I had a fantastic evening! My wife and I spent the evening at a private club near Lake Ontario. The weather was perfect -- sunshine and a light breeze. The beer was cold, and the company friendly. I spent a few minutes talking to the owner of a machine tool manufacturer. Of course, the topic turned to China. He explained that his business is growing, and that he is selling more and more machine tools into China. With the abundance of very cheap (and worth every penny) machine tools in China, why would any Chinese company spend the money to import an American machine?

In The World is Flat , Thomas Friedman explains the triple convergence. Convergence two is the evolution of flanking technologies and business processes needed to make the most of new technology.

Friedman is spot on, and it couldn't be more obvious than in the machine shops of China. I'd often remarked that I could produce massive improvements in Chinese machining productivity and accuracy by opening a school for operations managers and CNC programmers and setup people. (This isn't universally true -- of course, there are some fantastic machine shops in China. They are rare.) I often joked that most shops ran CNC equipment like they were running old manual engine lathes.
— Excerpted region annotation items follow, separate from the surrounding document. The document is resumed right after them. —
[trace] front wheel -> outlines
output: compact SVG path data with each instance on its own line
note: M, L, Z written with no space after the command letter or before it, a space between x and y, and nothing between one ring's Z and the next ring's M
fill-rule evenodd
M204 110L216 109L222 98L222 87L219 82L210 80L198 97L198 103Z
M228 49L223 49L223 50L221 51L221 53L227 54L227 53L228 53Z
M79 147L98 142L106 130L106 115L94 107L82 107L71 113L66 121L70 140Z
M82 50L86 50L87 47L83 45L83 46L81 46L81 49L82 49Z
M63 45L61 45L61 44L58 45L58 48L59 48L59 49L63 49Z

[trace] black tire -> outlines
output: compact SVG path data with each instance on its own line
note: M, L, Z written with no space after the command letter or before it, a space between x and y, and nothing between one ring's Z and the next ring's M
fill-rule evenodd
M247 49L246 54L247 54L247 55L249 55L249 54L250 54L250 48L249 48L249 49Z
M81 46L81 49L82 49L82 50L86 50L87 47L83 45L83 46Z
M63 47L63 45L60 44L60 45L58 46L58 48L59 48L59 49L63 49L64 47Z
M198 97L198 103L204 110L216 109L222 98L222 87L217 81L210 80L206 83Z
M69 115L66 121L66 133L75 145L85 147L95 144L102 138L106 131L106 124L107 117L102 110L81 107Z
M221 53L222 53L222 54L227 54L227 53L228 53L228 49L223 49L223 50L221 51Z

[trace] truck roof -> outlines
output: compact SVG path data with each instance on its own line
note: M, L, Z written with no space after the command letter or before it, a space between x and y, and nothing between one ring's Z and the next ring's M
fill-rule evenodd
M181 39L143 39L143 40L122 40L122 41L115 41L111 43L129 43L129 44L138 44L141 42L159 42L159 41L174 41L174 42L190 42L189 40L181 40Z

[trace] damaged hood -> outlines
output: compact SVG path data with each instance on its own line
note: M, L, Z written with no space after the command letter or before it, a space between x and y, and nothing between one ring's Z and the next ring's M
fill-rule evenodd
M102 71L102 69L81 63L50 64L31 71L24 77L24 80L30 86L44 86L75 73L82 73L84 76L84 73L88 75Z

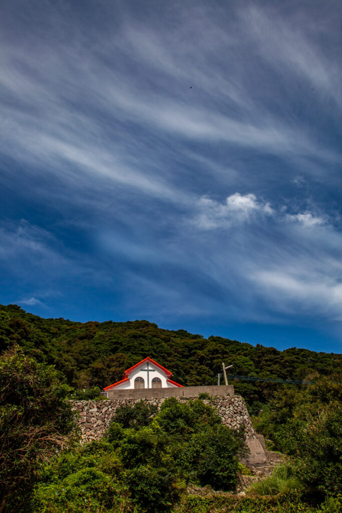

In short, they were spending the money, but not seeing the gains in accuracy and productivity simply because they were running the new technology the same way they ran the old technology.

Things are changing. A more competitive market has forced Chinese machine shops to get the most out of their equipment. They have invested in training, and the convergence of skill and technology is increasingly apparent. This was confirmed by my conversation this evening. The Chinese are seeking training, and his distributors are providing it, making his machine tools a real value in the Chinese market.